How Venture Capitalists Use Artificial Intelligence To Better Source Deals And Assess Startups

This article is an overview of the latest developments in AI for venture capital and the emerging ecosystem of solution providers (as of Q2 2018).


Inspired by the recent Medium post by Francesco Corea on “Artificial intelligent and Venture capital”, we did not want to miss on the opportunity to throw our two cents and  discuss the status quo of artificial intelligence in the VC industry. It was only few years ago that a fistful of VCs started to experiment with automation and machine learning as part of their internal operations. Today, you see investing firms publishing offers for data science jobs and openly talking about the different ways they use machine learning. But because the VC industry  is dealing with way less quality data than other types of investors, data-driven approaches are hard to implement. Even if the industry as a whole is still lagging behind, recent announcements from big funds pursuing AI-related initiatives are sparking the interest of more traditional startup investors. In addition to internal projects from VC firms, providers of AI solutions for VCs also start to emerge and offer a quicker, more robust path for investors to adopt machine learning.

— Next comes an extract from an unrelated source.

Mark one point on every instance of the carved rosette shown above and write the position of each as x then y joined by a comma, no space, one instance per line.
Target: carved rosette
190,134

But how do VCs benefit from artificial intelligence? Let’s look at it from 3 different angles: by player, by area of application and by data type.

1. Perspective by player


Please, note that the number of firms currently employing these applications may be significantly higher. This article is only based only on publicly available information. This is an issue specially relevant for the largest players which are more hermetic when it comes unveiling their dealsourcing and assessment approaches. For instance, GV and Sequoia, have sporadically disclosed to employ data scientists, but never explained in what their efforts translate.

Even considering these constraints, the total invested volume by the reported funds amounted to $9.0Bn by 2017 and to $5.3Bn by 2018 YTD. Their volume of investments added up to around 1,200 by 2017, with an average check size of $7.4M that shrinks to $2M after excluding the 5 largest players.

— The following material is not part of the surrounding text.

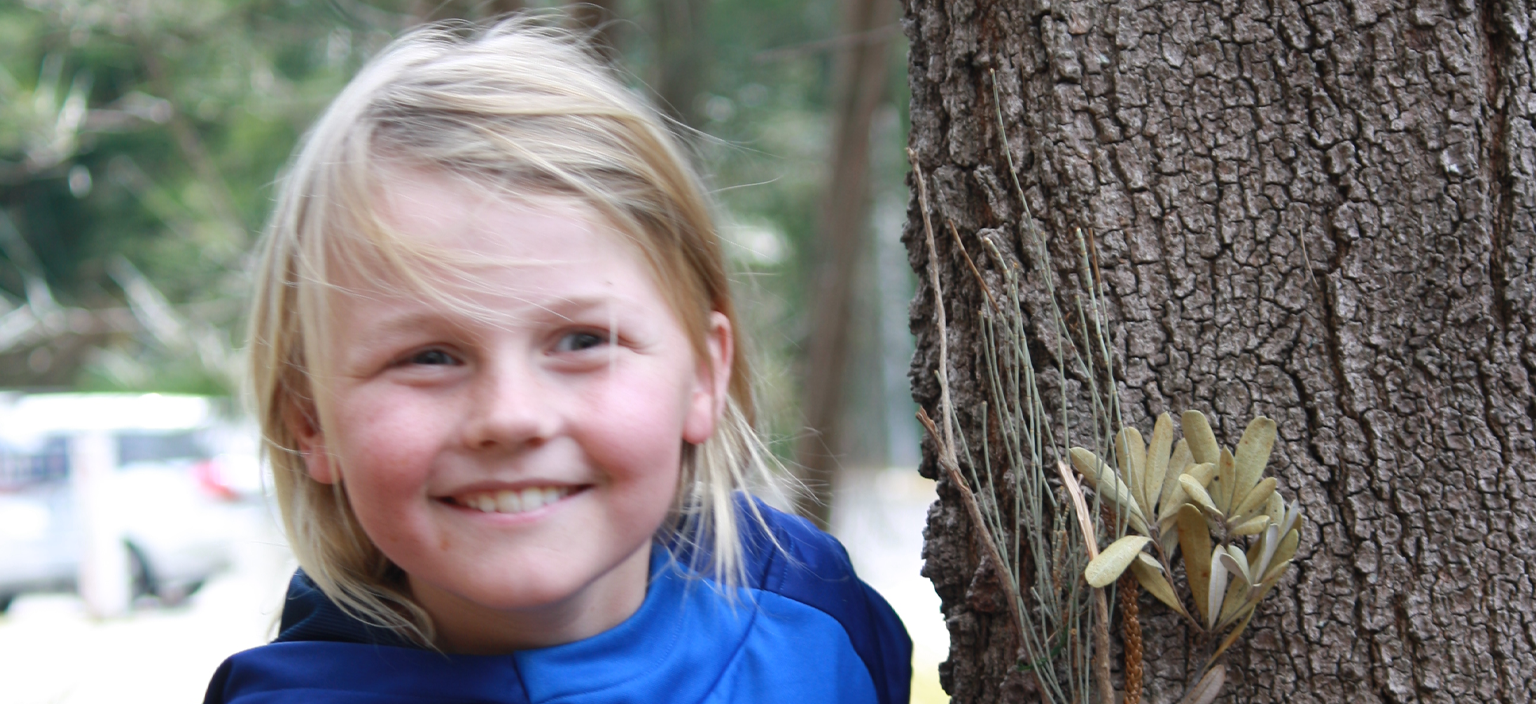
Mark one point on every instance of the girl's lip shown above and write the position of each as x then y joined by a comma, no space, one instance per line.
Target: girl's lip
523,498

2. Perspective by area of application.



Researchers and VCs have long been aware of the many biases influencing their decisions. One of the most prominent being the perpetuation bias by which the applicants that most closely resemble the treats of the idealized entrepreneur are more likely to get funded. The extensive work of Laura Huang proves several examples of these instances. (e.g. “Investors Prefer Entrepreneurial Ventures Pitched by Attractive Men.”). Can data-driven approaches mitigate the difficulty for “humans” to create meaning out of large sets of unstructured information?

Due to the relative scarcity of start-up data and its heterogeneity, most current solutions focus on predicting succesful events. For instance, Hone Capital defines success as the ability for a start-up to raises a Series A round and attempt to predict the likelihood of such scenarios. Following this methodology, they claim to be able to identify companies raising Series A with an accuracy of 40%. This represents x2.5 the industry average, which soars to x3.5 when the results of the model are also filtered by the investment team.

The trade-off always remains data quality vs. data quantity. For example, widely available data in public databases, such as Crunchbase, Pitchbook, Owler, or Dealroom, are in the quantity game. Information is abundant but rarely go into details when dealing with small companies. Data is scarce, sometimes vague and often outdated. It makes for great industry level analysis but not so much at the company-level. Who can blame them? Data collection at this level has to be done manually in most cases. Some players like CB Insights realized it could automate some parts in its data collection process (they claim 70%).

There are no shortcuts to achieve superior data quality. By 2012, Correlation Ventures had already partnered with 20 VCs to access their internal statistics and reached to hundreds of companies manually. They gathered a dataset of 80,000 equity financings in which at least a VC firm participated since 1987. These sources are now benchmarked against the internal data available for each company applying for funding. All applicants are required to submit basic planning, financial history, and legal documents (e.g. term sheets, cap tables). The data is then used in the firm’s analytic models. Their sustained efforts have translated in one of the most automated processes in the industry: Once a start-up scores high based on their criteria, only a single 30-minutes interview in person is needed to make a decision. It reduces the time required for decsion making to an average of 2 weeks.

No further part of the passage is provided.